If you feel the documentation is awkward or hard to understand, please
tell me so. The ideas behind this project are not widespread. You can
probably also have a lookt at

> I want to write a Parser for the Mathematical Standard Notation (msn).
> The first step would be to parse the msn to Java Code.

Nabla goal for now is focused on transforming bytecode only. We do not
start from source. The reason for this is that we want to be able to
differentiate any kind of expression, even corresponding to a complete
program with thousands of lines and loop, conditionals, calls ...

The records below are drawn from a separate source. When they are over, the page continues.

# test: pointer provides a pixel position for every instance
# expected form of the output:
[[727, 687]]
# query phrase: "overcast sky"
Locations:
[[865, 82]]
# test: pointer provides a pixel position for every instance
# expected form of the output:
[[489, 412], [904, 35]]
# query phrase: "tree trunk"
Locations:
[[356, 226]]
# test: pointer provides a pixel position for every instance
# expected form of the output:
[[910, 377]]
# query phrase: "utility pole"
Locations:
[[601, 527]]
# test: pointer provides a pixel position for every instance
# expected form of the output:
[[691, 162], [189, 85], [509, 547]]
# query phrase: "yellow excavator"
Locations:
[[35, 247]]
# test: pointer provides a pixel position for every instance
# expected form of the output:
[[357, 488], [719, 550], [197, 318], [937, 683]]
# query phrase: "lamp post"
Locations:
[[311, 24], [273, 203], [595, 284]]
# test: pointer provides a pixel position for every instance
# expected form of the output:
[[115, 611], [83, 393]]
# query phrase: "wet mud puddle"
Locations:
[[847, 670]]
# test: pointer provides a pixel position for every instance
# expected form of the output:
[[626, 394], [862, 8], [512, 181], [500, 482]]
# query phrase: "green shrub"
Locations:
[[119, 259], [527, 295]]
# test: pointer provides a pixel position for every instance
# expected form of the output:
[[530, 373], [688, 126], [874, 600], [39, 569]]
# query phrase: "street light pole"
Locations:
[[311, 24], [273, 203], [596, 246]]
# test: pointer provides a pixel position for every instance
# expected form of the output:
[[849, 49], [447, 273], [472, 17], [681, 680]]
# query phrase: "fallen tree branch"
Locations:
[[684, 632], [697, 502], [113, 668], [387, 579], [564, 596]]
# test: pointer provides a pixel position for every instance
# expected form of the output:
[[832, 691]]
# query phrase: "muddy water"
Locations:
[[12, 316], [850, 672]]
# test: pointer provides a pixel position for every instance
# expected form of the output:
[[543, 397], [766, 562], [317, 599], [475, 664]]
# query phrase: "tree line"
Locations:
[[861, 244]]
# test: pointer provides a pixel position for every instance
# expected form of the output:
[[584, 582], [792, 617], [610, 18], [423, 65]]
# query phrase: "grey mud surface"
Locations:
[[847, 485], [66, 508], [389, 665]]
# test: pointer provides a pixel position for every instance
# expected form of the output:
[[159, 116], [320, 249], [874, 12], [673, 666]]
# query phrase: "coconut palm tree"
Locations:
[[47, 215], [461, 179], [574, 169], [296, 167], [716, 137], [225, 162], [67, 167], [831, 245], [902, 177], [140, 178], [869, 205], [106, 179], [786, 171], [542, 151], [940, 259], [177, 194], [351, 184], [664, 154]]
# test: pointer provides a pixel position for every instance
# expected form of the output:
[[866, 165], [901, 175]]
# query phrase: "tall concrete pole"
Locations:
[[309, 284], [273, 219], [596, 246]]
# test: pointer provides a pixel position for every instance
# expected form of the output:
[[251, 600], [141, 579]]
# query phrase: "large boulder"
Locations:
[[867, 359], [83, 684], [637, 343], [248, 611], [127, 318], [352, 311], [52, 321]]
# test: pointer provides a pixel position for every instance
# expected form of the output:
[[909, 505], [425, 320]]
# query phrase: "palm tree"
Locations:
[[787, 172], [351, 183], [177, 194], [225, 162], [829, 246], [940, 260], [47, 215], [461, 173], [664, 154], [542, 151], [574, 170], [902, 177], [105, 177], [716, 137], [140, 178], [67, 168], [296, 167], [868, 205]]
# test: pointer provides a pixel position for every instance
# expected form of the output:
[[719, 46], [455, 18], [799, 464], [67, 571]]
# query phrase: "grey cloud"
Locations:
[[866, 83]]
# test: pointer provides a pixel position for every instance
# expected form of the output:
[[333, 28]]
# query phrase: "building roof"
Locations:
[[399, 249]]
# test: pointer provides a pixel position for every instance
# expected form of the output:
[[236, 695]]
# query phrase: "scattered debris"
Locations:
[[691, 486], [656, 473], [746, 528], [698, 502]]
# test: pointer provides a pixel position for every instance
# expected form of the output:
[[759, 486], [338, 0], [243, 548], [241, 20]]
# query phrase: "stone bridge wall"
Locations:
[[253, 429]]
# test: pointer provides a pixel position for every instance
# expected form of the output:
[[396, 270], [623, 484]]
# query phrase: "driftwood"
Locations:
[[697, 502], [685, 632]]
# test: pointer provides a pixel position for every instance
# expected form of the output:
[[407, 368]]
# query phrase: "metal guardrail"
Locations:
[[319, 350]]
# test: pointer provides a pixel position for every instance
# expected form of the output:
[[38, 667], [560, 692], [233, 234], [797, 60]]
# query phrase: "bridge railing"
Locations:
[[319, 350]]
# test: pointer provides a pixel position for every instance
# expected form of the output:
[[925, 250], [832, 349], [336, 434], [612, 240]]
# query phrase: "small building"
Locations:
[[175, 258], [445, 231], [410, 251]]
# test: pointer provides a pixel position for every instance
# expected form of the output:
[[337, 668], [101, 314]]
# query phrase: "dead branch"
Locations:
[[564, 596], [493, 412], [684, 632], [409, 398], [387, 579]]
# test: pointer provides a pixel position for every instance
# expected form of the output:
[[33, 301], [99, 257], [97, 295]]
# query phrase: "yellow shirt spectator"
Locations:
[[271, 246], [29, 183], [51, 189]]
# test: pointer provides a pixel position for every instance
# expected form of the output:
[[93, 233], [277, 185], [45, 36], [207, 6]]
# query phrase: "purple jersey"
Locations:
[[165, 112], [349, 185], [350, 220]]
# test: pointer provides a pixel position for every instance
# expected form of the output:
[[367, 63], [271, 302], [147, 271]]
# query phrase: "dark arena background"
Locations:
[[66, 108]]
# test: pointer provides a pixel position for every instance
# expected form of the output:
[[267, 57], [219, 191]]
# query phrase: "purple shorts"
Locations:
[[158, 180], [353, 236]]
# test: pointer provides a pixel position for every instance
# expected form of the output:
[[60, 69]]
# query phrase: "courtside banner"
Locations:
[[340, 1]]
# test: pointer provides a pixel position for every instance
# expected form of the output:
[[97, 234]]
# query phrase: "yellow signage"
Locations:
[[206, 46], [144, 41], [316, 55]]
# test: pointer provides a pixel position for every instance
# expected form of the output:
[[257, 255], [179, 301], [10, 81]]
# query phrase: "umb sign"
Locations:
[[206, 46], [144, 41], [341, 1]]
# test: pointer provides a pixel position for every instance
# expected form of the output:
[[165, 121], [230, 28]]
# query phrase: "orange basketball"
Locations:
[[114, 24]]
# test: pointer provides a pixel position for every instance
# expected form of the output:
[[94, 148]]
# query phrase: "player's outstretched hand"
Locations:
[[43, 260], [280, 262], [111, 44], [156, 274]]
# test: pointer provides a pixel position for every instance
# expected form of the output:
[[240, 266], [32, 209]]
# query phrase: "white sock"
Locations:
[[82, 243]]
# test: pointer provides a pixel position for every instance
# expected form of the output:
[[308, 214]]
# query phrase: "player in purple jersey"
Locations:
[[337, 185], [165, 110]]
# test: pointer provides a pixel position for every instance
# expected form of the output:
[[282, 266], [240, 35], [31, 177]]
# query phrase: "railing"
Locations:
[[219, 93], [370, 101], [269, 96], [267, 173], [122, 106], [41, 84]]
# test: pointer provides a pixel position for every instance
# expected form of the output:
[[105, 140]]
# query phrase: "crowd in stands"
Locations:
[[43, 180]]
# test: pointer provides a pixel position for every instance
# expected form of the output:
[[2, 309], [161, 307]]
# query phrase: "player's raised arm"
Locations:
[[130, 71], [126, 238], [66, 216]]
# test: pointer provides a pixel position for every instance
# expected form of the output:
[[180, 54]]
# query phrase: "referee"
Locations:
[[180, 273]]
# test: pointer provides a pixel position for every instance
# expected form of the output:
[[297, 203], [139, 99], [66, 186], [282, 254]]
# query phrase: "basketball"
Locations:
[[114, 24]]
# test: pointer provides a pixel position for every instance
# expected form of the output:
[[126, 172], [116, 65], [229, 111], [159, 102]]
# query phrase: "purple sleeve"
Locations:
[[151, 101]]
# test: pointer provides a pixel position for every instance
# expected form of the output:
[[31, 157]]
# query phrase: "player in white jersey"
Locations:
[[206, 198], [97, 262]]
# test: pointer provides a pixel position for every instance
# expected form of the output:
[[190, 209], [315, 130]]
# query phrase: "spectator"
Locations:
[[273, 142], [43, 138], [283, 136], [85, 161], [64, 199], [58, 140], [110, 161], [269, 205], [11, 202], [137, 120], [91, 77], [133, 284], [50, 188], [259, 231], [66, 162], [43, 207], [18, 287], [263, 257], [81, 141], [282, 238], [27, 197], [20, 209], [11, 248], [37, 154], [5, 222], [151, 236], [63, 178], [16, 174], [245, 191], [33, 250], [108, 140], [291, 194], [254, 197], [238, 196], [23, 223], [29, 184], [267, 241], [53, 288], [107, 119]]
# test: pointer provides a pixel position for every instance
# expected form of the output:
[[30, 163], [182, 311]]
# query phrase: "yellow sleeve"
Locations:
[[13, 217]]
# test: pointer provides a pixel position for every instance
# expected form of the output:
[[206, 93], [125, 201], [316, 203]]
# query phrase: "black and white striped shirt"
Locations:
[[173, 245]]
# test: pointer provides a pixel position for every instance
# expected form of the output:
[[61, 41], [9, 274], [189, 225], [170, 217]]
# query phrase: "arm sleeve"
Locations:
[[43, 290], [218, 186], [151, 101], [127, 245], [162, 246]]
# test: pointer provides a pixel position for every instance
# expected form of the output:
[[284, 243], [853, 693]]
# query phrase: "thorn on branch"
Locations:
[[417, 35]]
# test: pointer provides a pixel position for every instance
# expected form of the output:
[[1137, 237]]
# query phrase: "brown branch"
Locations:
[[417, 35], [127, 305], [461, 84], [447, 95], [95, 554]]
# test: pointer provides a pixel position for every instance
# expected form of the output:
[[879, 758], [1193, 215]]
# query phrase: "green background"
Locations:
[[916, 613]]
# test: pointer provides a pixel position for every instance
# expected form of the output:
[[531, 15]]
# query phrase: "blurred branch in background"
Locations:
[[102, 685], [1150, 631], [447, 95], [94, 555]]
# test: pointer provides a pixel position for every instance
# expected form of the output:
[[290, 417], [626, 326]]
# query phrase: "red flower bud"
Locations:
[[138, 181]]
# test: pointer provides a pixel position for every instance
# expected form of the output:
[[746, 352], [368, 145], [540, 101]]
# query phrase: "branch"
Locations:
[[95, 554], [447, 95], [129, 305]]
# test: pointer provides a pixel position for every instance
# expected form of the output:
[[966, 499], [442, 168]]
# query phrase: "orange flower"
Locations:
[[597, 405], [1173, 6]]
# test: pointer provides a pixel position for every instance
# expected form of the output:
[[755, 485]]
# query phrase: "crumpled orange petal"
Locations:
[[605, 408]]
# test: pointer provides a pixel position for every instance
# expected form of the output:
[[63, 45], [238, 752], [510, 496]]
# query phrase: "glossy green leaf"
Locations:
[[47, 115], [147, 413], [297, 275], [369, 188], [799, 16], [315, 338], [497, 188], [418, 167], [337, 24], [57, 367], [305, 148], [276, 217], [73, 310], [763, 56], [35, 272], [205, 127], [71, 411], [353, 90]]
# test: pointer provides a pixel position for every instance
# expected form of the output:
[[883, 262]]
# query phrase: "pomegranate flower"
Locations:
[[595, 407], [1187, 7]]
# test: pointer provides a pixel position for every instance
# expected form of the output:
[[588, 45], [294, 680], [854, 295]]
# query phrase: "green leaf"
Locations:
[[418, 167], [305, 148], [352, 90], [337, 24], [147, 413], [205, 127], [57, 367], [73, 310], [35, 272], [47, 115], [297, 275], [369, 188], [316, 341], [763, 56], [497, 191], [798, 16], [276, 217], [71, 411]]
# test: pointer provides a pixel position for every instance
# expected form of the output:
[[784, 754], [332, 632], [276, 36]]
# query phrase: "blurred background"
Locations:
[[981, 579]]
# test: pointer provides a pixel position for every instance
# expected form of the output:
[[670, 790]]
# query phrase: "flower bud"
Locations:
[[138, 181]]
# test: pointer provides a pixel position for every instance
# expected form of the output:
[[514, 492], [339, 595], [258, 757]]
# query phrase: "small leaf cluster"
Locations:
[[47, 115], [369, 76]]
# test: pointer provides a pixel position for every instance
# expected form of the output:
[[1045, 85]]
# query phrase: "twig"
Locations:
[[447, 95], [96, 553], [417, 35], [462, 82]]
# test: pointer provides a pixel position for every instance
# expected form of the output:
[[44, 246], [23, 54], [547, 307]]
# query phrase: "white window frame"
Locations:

The use case I have in mind is the following one. I write a program that
compute the trajectory of a satellite taking into account many different
effects (central term of the gravitational attraction of course, but
also perturbations like other gravitational terms from the spherical
harmonics development, drag, solar radiation pressure, luni-solar
attraction, maneuvers ...). This will be a complex program with lots of
subroutines I wrote, but also algorithms from libraries already written
like for example an ODE solver in commons-math. Then, I want to use this
program as the heart of an optimizer that will try to find the best set
of maneuvers to reach some target orbit. I need the derivatives but the
program is : 1) already written 2) split in several separate source
files and 3) too complex to be differentiated by hand. The program was
difficult to develop and validate, so I do not want to rewrite it in
another language (msn or other), I want to keep it as is and not modify
it at all, to prevent introducing an error. The compiler already has a
powerful parser and has already analyzed the program and translated it
in a "simple" representation: bytecode. So this is what I consider to be
my source.

> Then use a on the fly compiler like asm or bcel to create a class and
> instantiate it.

We use asm in nabla. It seemed more powerful than bcel.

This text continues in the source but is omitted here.